Perçue par la Tunisie comme un coup de poignard dans le dos, une mesure injuste et disproportionnée, pénalisante sur le volume, la qualité des IDE ainsi que pour le système bancaire tunisien qui aura désormais du mal à garder ses correspondants à l’étranger, et enfin loin d’être à la mesure du statut privilégié de la Tunisie avec l’Europe, le placement de la Tunisie sur la liste des 17 était pourtant attendue en termes de calendrier. «Elle est sur la table depuis septembre 2016. En janvier 2017, une liste de 92 pays, la moitié de la planète, a été identifiée comme devant s’engager sur la lutte en matière d’évasion et non-équité fiscale et de lutte contre le financement du terrorisme. 20 pays ont répondu clairement et immédiatement. 47 pays se sont engagés ensuite sur un calendrier, à partir du mois de juin, à donner soit des réponses précises soit s’engager sur un calendrier de clarification et de réformes, avant le 17 novembre de cette année», a précisé Patrice Bergamini sur les ondes de la Radio nationale tunisienne. On comprenait alors que les autorités tunisiennes étaient au courant de ces délais. Elles se devaient, avant le 17 novembre 2017, de donner des explications aux ministres des Finances européens, sur des questions relatives à la situation des entreprises offshores et celle des prestataires des services financiers. D’autres, comme la Turquie, la Serbie et le Maroc, ont donné ces explications dans les délais et ont été sortis de la liste des 92 pays short-listés pour la 1ère version de la liste des paradis fiscaux.

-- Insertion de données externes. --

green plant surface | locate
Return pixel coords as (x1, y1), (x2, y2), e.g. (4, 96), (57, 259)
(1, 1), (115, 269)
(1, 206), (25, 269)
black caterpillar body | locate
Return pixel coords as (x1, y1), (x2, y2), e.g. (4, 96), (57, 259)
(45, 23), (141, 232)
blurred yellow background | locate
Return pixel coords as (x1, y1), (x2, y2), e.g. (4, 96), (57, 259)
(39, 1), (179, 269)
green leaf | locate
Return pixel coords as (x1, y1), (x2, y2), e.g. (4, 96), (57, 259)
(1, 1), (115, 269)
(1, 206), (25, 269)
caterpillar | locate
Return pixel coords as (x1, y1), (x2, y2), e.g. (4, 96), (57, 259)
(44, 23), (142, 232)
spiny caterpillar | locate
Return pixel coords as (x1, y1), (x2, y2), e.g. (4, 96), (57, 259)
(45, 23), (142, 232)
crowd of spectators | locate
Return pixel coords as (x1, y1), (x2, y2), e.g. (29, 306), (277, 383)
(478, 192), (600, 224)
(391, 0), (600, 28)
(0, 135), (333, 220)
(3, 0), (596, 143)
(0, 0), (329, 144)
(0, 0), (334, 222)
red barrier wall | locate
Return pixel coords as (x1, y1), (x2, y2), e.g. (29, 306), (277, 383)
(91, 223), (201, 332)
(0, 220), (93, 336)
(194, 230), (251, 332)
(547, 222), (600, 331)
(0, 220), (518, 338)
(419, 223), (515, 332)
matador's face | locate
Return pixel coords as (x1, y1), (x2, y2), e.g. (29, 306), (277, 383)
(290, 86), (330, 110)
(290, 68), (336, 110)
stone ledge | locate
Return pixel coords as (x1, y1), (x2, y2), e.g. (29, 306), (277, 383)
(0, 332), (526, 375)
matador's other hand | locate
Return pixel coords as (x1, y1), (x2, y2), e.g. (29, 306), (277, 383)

Ne prenant certainement pas la menace européenne au sérieux, comptant peut-être aussi un peu trop sur la sympathie de son partenaire ou ayant d’autres chats à fouetter à l’ARP avec les lois de finances et le budget, la Tunisie ne l’a pas fait à temps et a vite fait de recevoir la monnaie de sa pièce.

Diplomatiquement correct, Patrice Bergamini se limitera, sur les ondes de la radio publique, à se demander «est-ce que si on avait pu travailler plus rapidement et en meilleure coordination, on aurait pu empêcher d’être sur la liste des 17 derniers pays qui n’ont pas donné d’explication dans les délais ? C’est regrettable, mais c’est un fait». L’Ambassadeur européen, lui-même surpris et très touché semble-t-il par la décision des ministres européens des Finances, tient à relativiser et rester optimiste, et peut-être que le ministère tunisien des Finances rattrapera le coup, d’ici le 23 janvier 2018, comme l’a laissé entendre Bergamini. Toujours est-il bon de tirer les conclusions de ce coup de semonce européen et de cette gifle au GUN (Gouvernement d’union nationale) de Youssef Chahed et à toute son administration. Etre à la tête d’un gouvernement n’est-ce pas aussi en porter toute la responsabilité ? Ce n’est pas de l’autoflagellation que de l’avouer.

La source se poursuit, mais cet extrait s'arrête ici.